Breaking News: August 20, 2008
 

Recipe environmentalists cook up to
take control of your land and water

 

The following "Boulder Bunny imperiled by Global Warming, " is the standard recipe environmentalists (a.k.a. “eco-fascists”) cook up to take control of your land and water and shut you down.
They have bastardized the Endangered Species Act beyond recognition, and use Al Gore’s global warming scam to perpetuate their land and water grabs.
Fact: They are not attempting to save any species. Instead they smartly use the emotional tug saving a critter has on people, to work their ruse of stealing control over your private property.
These eco-fascists should be individually identified, publically exposed, and held accountable for all their damaging lies and actions.
The question remains, “how do we do this, when they’ve completely infiltrated your government, get money from your government and make policy with your government?”
Within this past week, I have heard from a myriad of former “honest” government employees, who are sickened by the knowledge of pay offs, back room deals and government bribery that spans from such as forced National Animal Identification, Pinon Canyon, FOIA abuse, Wolves, super highways, and the list marches on.
Some of these former government employees took a stand against politics and for sound science.
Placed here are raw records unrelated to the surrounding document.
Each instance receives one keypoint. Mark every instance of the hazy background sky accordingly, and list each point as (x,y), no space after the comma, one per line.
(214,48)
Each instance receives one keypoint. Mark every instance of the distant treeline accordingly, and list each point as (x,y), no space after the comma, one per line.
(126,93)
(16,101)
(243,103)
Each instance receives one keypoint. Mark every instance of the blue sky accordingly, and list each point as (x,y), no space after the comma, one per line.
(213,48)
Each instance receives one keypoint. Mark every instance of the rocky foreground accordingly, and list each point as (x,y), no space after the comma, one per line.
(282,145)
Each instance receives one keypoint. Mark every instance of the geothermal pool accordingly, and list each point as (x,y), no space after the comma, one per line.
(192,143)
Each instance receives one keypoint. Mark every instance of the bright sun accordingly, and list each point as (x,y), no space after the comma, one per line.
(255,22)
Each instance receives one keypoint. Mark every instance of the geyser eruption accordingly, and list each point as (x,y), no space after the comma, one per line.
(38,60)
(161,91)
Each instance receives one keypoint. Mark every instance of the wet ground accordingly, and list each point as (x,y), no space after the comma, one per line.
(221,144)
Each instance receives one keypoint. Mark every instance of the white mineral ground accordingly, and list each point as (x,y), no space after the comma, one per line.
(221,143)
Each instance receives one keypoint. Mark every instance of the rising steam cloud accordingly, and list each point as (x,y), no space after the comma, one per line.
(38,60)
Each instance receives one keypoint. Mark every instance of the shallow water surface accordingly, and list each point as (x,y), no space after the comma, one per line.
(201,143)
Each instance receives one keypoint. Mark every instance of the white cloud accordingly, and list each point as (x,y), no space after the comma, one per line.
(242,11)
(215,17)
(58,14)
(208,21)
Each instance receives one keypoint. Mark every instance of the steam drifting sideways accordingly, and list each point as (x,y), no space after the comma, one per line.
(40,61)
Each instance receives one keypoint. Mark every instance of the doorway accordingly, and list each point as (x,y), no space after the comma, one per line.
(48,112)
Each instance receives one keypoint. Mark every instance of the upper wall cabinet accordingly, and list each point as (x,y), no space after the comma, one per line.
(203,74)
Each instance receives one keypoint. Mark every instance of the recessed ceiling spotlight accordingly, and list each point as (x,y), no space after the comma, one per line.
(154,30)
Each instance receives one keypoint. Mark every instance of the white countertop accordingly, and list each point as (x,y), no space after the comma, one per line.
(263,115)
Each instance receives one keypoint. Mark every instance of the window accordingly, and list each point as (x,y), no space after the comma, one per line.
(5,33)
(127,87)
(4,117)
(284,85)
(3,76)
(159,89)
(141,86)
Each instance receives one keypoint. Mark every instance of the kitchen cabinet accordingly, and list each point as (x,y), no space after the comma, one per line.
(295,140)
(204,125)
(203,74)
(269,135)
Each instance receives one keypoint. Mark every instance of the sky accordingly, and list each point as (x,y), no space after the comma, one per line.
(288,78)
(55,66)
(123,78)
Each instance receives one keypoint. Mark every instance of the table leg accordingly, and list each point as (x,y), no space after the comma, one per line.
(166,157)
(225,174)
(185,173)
For doing so, their work environment was made a living hell...forcing them to resign.
People within the Bush administration, whether left overs from Clinton, or newbies, have sold out domestic resource production.
Senator Inhofe of Oklahoma seems to stand alone, in seeing through the global warming lie, and recognizing how critical it is for America to be resource independent.
Seriously folks, if these people are allowed to continue their lies, very soon they will have control of all land and water in the world.
They are the neighbors from hell. Ask yourself, is this what you want?

GNL Editor Roni Bell Sylvester

 

For Immediate Release, August 19, 2008
Contact:
Greg Loarie, Earthjustice, (510) 550-6725
Shaye Wolf, Center for Biological Diversity, (415) 632-5301, cell (415) 385-5746
Stuart Pimm, Professor of Conservation Biology, Duke University, (919) 613-8141, cell (646) 489-5481

Alpine 'Boulder Bunny' Imperiled by Global Warming
State and Federal Lawsuits Filed to Protect American Pika

SAN FRANCISCO— Conservation groups filed two lawsuits today seeking protection of the American pika, whose survival is imperiled by global warming. The groups went to state court seeking protection of the pika under the California Endangered Species Act and to a federal court seeking protection under the federal Endangered Species Act.
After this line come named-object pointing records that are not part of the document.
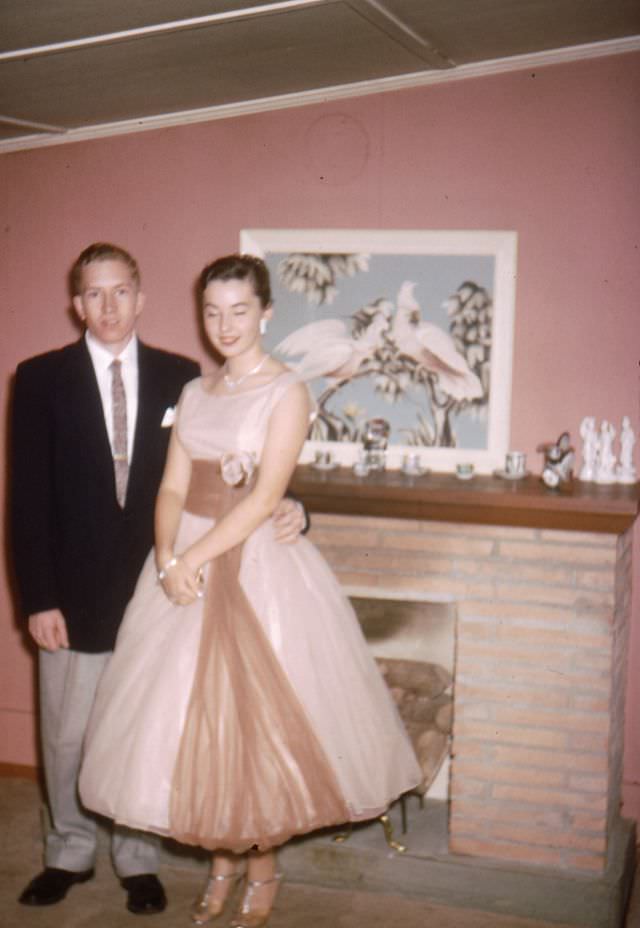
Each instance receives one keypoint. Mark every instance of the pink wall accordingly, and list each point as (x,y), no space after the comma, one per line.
(553,154)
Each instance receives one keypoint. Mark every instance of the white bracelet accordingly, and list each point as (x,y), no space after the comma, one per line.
(162,573)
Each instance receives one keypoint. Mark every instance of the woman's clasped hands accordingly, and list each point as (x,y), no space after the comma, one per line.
(180,582)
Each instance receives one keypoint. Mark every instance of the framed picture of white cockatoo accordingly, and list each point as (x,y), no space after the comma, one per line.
(413,327)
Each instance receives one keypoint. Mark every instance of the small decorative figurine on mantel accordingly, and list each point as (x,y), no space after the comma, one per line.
(558,461)
(626,472)
(590,447)
(606,462)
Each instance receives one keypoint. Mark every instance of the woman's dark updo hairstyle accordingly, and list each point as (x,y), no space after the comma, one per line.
(240,267)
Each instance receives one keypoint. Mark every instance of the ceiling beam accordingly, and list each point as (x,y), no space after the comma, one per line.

American pika (National Park Service)

The American pika, Ochotona princeps, is a small relative of the rabbit whose squeaky calls are a familiar companion to alpine hikers. Pikas live in the boulder fields near mountain peaks in the western United States. Adapted to cold alpine conditions, pikas are intolerant of high temperatures and can die from overheating when exposed to temperatures as low as 80°F for just a few hours.
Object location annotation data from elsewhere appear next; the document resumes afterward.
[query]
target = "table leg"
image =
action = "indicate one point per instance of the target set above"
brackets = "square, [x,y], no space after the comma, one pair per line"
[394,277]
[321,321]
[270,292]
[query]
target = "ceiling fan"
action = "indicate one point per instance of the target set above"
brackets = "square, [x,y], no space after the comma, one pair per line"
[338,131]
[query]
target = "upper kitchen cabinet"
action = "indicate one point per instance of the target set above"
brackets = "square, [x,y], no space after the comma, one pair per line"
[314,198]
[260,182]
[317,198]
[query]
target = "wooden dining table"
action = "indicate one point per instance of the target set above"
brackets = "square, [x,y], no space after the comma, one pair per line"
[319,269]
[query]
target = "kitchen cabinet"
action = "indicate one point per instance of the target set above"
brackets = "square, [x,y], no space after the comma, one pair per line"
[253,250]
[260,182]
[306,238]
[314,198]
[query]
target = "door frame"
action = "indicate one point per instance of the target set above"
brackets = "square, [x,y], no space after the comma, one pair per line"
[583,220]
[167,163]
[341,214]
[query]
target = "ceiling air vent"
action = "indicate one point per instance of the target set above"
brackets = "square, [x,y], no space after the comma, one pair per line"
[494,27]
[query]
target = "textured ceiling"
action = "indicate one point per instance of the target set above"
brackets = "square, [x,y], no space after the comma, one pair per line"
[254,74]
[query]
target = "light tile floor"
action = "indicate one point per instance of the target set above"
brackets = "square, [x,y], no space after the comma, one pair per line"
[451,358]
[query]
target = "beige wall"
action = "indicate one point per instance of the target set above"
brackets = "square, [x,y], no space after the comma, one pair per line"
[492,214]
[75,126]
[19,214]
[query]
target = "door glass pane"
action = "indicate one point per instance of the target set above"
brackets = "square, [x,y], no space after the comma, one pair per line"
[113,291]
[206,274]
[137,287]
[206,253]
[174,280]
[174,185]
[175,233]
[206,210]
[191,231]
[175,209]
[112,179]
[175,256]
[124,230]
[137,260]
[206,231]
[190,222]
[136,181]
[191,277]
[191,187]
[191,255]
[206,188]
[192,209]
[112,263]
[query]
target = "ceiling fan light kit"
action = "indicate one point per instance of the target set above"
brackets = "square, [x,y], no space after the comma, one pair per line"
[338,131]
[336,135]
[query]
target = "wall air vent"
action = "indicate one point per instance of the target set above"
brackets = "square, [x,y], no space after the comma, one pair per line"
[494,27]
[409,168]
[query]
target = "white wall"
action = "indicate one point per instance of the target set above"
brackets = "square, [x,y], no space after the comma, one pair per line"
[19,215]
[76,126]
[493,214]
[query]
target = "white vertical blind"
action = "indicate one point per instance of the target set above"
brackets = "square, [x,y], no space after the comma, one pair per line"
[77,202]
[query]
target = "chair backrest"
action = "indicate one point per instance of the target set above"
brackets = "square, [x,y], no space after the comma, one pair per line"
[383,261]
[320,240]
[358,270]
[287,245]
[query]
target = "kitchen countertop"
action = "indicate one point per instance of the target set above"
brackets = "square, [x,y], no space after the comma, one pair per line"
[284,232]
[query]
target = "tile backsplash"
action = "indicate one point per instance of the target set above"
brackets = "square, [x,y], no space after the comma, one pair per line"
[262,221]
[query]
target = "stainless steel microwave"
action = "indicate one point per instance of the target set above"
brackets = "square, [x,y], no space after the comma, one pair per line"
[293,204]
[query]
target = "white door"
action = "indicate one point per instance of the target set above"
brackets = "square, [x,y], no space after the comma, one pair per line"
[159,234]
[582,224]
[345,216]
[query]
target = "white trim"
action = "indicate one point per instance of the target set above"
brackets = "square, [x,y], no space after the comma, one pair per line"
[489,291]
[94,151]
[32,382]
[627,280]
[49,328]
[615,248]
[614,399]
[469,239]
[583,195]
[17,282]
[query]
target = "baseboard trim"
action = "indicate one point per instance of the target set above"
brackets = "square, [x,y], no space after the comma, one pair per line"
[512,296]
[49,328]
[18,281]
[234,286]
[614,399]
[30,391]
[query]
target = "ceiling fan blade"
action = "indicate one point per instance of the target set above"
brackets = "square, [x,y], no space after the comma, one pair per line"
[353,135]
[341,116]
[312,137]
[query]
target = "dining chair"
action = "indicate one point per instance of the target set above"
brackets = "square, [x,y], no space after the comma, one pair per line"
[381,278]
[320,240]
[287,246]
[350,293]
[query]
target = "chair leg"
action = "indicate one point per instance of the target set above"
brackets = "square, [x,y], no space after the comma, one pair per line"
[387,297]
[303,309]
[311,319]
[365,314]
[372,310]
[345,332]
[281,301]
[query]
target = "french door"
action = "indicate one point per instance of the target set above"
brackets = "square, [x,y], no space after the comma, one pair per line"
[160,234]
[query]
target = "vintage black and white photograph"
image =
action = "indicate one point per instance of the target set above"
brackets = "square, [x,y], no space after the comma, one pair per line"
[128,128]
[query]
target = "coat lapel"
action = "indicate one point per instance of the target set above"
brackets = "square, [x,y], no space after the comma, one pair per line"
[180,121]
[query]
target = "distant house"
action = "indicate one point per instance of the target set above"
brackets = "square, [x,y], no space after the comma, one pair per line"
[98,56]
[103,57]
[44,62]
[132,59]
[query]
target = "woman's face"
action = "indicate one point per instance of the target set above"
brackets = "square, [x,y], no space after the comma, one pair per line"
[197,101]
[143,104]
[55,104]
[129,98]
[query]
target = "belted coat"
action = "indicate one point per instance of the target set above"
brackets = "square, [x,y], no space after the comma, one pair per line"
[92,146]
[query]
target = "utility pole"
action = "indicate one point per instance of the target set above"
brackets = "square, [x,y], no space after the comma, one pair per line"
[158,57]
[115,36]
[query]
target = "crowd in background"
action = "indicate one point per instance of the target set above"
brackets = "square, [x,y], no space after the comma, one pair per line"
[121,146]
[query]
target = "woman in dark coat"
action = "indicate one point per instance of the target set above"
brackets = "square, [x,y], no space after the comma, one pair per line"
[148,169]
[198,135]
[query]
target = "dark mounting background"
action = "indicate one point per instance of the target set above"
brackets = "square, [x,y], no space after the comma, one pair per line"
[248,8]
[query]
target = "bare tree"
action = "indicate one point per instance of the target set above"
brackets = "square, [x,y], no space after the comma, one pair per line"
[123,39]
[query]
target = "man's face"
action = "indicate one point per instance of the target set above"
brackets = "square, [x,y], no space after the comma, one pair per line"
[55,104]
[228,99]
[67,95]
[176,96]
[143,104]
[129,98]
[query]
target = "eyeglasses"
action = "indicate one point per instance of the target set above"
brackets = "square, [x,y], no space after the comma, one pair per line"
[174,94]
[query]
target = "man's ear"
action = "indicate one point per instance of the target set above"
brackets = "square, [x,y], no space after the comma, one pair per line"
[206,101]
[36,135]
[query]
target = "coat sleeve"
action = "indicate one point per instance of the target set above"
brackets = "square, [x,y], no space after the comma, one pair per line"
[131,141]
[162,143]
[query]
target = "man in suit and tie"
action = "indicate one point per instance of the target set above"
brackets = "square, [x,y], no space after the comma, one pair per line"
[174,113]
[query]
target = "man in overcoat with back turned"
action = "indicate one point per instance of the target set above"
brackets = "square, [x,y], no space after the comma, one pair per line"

“The pika is the American West’s canary in the coal mine,” said Shaye Wolf, a biologist with the Center for Biological Diversity. “As temperatures rise, pika populations at lower elevations are being driven to extinction, pushing pikas further upslope until they have nowhere left to go.”

Rising temperatures caused by greenhouse gas pollution have already led to dramatic losses of lower-elevation pika populations. More than a third of documented pika populations in the Great Basin mountains of Nevada and Oregon have gone extinct in the past century as temperatures warm, and those that remain are found an average of 900 feet further upslope. According to climate experts, temperatures in the western United States in this century will increase at least twice as much as they did in the past century. This could eliminate the pika from large regions of the American West.

"Climate change is likely to drive a third of the world's species to extinction. Worse, it’s the species living on mountaintops, which until now have been free from human impact, that will be hardest hit,” said Dr. Stuart Pimm, professor of Conservation Ecology at Duke University. “The American pika is an obvious example of such a species at considerable risk from climate change," said Pimm, who has spent decades studying the global loss of biological diversity.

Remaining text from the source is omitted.